Nokia has launched three new mid- and low-tier phones, continuing to push more advanced features down the price curve.
The 6303 Classic and 6700 Classic both follow in the foot steps of the 6300 Classic, according to Nokia.
The 6700 Classic has a 5-megapixel camera with an LED (Light Emitting Diode) flash, AGPS (Assisted Global Positioning System) navigation with Nokia Maps software, and a MicroSD memory card slot. It can also download data at 10Mbps or upload it at 2Mbps using HSPA (High-Speed Packet Access) on compatible 3G (third generation) mobile networks, according to specifications supplied by Nokia. It will cost €235 (US$310) before tax and operator subsidy. Its predecessor the 6300 Classic -- which cost €250 at the time of its launch in November 2006 -- lacked 3G support and its camera had a resolution of 2 megapixels.
The 6303 Classic is a cheaper alternative with fewer improvements. It will cost €135 before tax and subsidies and has a MicroSD memory card slot, a 3.5mm audio jack and a 3.2-megapixel camera with dual-LED flash, but there is no support for fast Internet access or GPS.
One thing that hasn't changed is the display resolution: It's still 320 x 240 pixels for all three phones, although the display has grown by 0.2 inches.
The cheapest of the newcomers is the Nokia 2700 Classic, which will cost €65 before tax and subsidies. It has a 2-megapixel camera and support for GPRS . It too has a 3.5mm audio jack and the ability to store up to 2GB of data via its memory card slot.
Nokia has no plans to sell the three phones in the U.S., but said they will ship in most other parts of the world during the second quarter.
These may not be headline-grabbing phones but they are important, and Nokia will sell millions and millions of them, according to Geoff Blaber, analyst at CCS Insight.

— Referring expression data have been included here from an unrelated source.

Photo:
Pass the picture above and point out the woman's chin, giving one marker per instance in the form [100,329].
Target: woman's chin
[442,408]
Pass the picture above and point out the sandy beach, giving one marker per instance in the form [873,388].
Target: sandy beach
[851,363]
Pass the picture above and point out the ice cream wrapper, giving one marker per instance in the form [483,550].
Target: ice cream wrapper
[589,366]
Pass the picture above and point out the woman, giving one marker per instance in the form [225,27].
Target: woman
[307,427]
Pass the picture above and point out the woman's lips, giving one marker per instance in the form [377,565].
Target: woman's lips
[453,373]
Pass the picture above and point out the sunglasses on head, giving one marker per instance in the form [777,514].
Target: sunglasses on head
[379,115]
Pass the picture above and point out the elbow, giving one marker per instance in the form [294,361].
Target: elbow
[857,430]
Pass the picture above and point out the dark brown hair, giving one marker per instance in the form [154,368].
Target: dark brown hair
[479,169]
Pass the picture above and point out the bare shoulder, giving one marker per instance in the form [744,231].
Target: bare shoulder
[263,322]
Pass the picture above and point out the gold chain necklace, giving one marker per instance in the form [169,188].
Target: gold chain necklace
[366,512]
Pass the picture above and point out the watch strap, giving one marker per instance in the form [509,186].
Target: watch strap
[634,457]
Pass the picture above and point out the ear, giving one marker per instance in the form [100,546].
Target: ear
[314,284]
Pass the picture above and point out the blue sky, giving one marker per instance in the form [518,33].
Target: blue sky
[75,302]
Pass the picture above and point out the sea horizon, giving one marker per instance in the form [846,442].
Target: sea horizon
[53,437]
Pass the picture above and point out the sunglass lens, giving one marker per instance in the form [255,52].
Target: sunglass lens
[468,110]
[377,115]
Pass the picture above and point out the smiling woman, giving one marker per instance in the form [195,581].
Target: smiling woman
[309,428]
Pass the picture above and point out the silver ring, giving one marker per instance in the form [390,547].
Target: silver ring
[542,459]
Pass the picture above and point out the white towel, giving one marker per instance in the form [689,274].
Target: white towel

Phones like these are Nokia's bread and butter, and they show how it can use its scale to produce phones with specifications and price that the competition will have a hard time matching, he said.
However, they don't change the fact that Nokia still need to improve its high-end portfolio, he said. The mobile phone market is becoming increasingly polarized around cheap entry-level phones and high-end smartphones, so Nokia needs to maintain its market-leading position in the first space -- which, for example, the 2700 Classic will help it do -- but at the same time improve its high-end portfolio, according to Blaber.